Here is a rich, fascinating, and colorful history of a
religious revolution and an epic of offbeat
history.
From the meaning of the symbols on
the one-dollar bill to the origins of the Ouija
board,Occult America briskly sweeps from the
nation’s earliest days to the birth of the New Age era and
traces many people and episodes, including:
•The
spirit medium who became America’s first female religious
leader in 1776 •The supernatural passions that marked
the career of Mormon prophet Joseph Smith •The rural
Sunday-school teacher whose clairvoyant visions instigated
the dawn of the New Age •The prominence of mind-power
mysticism in the black-nationalist politics of Marcus
Garvey •The Idaho druggist whose mail-order mystical
religion ranked as the eighth-largest faith in the world
during the Great Depression
Here, too, areAmerica’s
homegrown religious movements, from transcendentalism to
spiritualism to Christian Science to the positive-thinking
philosophy that continues to exert such a powerful pull on
the public today. A feast for believers in alternative
spirituality, an eye-opener for anyone curious about the
unknown byroads of American history, Occult America
is an engaging, long-overdue portrait of one nation, under
many gods, whose revolutionary influence is still being felt
in every corner of the globe.
Publishers Weekly
America has provided
fertile ground for alternative spirituality, particularly
the form known as “occult,” whose American leaders, unlike
their more grandiose European counterparts, “sought to
remake mystical ideas as tools of public good and
self-help,” says Horowitz, editor-in-chief at Tarcher.
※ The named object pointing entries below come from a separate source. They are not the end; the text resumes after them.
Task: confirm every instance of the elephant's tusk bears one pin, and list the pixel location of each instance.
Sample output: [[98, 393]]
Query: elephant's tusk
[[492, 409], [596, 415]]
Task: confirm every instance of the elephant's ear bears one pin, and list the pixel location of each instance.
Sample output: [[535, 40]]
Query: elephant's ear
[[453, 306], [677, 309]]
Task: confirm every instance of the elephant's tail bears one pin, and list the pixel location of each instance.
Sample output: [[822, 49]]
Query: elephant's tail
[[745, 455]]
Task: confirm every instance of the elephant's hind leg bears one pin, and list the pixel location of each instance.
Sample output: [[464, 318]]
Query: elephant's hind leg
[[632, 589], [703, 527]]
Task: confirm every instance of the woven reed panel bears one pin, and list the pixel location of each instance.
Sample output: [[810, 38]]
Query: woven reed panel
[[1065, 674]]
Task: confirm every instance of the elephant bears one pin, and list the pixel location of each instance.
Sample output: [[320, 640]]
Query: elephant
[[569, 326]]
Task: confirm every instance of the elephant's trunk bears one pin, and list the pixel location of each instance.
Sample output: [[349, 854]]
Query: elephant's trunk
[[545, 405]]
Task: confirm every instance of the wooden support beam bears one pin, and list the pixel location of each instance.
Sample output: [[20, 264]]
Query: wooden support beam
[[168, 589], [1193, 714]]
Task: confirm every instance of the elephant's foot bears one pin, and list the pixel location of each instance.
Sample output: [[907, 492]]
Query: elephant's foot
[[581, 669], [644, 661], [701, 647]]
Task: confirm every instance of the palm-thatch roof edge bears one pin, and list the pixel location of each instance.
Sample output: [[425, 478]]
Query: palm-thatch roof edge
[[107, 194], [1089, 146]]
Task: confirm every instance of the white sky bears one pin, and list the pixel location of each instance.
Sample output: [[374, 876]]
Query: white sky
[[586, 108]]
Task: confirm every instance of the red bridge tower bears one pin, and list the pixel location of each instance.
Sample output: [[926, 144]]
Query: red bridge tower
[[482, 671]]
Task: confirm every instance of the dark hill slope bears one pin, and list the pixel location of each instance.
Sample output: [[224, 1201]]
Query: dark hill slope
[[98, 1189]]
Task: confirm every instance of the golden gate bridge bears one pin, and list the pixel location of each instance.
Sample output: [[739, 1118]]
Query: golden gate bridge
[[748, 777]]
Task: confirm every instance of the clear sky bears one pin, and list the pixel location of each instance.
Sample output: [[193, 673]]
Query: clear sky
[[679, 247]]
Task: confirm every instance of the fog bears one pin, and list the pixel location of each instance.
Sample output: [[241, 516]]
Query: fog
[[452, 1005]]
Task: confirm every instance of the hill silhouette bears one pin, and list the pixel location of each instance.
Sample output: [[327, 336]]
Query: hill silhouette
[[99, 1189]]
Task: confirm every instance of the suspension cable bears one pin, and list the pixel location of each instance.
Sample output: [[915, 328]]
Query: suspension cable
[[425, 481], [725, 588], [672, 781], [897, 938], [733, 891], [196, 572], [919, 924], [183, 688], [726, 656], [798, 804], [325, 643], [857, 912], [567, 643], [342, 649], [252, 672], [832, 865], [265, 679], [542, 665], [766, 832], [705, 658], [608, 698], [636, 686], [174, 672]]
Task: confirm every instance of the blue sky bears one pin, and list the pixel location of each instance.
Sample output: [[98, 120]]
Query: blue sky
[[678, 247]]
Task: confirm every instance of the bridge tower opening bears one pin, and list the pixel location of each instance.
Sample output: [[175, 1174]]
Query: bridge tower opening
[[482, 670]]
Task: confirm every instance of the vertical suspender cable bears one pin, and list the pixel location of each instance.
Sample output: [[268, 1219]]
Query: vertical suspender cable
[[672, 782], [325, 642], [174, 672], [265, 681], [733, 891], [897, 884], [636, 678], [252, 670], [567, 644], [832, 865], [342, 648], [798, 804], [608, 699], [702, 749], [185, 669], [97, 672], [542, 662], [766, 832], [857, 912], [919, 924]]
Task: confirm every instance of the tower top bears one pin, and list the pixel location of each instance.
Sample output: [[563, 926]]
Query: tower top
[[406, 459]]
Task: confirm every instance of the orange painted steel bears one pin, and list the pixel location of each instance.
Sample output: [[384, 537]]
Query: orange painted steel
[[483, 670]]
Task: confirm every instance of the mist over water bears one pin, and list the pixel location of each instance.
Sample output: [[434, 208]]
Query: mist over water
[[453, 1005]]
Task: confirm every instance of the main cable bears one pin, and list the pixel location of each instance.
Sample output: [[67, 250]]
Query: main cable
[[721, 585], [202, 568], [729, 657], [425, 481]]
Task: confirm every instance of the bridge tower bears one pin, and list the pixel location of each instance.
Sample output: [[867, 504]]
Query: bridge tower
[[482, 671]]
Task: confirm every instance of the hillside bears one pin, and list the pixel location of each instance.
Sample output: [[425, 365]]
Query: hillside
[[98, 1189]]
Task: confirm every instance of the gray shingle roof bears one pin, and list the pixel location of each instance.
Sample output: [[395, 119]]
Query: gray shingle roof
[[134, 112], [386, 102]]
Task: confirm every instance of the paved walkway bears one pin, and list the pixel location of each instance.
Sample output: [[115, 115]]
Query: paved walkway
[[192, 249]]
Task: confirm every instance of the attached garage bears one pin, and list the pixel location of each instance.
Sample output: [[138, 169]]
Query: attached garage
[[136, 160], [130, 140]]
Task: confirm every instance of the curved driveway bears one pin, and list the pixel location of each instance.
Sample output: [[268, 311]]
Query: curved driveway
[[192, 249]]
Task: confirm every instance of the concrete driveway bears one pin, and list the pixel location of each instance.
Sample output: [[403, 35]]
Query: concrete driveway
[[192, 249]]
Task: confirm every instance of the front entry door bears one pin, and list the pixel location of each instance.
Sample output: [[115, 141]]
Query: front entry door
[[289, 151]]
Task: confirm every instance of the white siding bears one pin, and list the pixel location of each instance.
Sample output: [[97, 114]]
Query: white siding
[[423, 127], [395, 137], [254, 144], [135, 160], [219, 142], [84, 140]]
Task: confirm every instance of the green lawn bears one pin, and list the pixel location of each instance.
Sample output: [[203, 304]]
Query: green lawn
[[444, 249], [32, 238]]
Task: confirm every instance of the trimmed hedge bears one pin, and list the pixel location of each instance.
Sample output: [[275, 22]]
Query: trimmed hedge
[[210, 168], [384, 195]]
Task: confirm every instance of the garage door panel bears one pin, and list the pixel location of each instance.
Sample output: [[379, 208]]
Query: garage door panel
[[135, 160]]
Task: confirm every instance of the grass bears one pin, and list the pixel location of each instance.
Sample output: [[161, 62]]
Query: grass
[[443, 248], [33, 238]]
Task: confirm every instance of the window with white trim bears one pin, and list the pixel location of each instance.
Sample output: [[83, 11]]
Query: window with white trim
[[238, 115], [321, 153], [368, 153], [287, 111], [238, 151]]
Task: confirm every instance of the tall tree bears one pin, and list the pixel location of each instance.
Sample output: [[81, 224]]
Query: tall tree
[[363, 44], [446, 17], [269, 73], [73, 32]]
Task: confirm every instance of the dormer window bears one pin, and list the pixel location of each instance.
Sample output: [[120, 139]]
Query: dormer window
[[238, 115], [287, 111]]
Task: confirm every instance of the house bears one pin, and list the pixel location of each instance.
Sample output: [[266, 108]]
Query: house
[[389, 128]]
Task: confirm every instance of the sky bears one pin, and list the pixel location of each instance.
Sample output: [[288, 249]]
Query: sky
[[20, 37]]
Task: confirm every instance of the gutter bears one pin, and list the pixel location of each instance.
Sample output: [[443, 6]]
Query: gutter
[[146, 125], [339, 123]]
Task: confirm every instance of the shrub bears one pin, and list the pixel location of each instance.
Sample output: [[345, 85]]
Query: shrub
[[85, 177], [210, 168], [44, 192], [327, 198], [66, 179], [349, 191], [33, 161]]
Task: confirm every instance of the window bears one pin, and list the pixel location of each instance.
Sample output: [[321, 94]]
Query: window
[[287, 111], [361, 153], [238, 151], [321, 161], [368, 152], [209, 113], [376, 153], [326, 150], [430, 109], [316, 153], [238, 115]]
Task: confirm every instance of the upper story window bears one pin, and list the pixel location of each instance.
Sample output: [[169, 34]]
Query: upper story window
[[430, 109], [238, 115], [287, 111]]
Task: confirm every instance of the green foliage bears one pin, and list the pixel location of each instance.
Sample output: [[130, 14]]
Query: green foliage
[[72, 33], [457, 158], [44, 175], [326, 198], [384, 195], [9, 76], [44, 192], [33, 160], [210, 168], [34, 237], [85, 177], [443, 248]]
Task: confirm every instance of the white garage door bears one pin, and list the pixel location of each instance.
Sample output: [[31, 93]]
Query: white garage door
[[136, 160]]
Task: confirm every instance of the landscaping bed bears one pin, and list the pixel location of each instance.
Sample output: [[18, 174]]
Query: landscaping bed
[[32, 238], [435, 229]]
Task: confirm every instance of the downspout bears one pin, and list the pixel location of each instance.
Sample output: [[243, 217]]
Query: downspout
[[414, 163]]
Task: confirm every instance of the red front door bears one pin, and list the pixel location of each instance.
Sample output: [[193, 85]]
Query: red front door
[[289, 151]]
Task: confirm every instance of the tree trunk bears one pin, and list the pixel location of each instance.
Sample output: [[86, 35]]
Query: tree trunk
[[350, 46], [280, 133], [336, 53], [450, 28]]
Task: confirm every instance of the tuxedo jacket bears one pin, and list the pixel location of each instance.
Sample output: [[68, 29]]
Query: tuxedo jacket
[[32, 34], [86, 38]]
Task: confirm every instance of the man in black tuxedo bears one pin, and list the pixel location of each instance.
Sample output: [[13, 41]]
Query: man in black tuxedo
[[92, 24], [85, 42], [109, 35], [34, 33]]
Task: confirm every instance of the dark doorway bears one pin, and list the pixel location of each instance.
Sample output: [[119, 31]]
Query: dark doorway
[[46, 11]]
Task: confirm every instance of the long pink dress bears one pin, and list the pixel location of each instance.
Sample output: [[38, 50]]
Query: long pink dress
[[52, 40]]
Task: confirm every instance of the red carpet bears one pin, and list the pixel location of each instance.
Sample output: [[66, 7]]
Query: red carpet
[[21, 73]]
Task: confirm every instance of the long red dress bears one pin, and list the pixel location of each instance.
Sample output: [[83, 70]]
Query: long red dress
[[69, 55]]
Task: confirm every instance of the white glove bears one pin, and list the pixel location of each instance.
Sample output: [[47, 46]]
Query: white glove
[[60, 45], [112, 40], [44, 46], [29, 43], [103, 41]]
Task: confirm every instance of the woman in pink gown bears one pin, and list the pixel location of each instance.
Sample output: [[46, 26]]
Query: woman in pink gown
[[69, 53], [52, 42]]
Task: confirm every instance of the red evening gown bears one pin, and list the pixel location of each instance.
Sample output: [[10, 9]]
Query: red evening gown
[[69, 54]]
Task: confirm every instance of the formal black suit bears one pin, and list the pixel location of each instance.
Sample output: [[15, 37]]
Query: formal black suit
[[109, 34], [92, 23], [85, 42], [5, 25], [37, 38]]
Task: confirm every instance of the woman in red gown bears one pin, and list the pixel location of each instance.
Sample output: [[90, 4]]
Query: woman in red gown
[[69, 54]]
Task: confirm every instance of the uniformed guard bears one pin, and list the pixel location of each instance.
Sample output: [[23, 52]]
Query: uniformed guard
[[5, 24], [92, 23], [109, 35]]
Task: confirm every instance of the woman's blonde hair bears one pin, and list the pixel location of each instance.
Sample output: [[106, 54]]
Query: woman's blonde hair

Looking back at the growth of the spiritualist and utopian
movements, he introduces the reader to a parade of
personalities, both familiar and obscure: “dreamers and
planners who flourished along the Psychic Highway.” He
begins with Shaker Mother Ann, who arrived in America in
1774 followed by, among many others, “pioneer prophetess”
Jemima Wilkinson; “Poughkeepsie Seer” Andrew Jackson Davis;
Madame Blavatsky, who founded the Theosophical Society in
1875 and popularized the word “occultism”; Frank B.
Robinson, the “Mail Order Messiah”; and Edgar Cayce with his
“past-life readings.” Horowitz covers a wide variety of
topics, from voodoo to the tenets of the New Age, psychics
in the White House, Rosicrucianism, Wicca, arcane Masonic
imagery, Tarot cards, the controversial reincarnation of
Bridey Murphy and the origin of the science fictional Shaver
mystery. Employing extensive research while writing with an
authoritative tone, Horowitz succeeds in showing how a “new
spiritual culture” developed in America.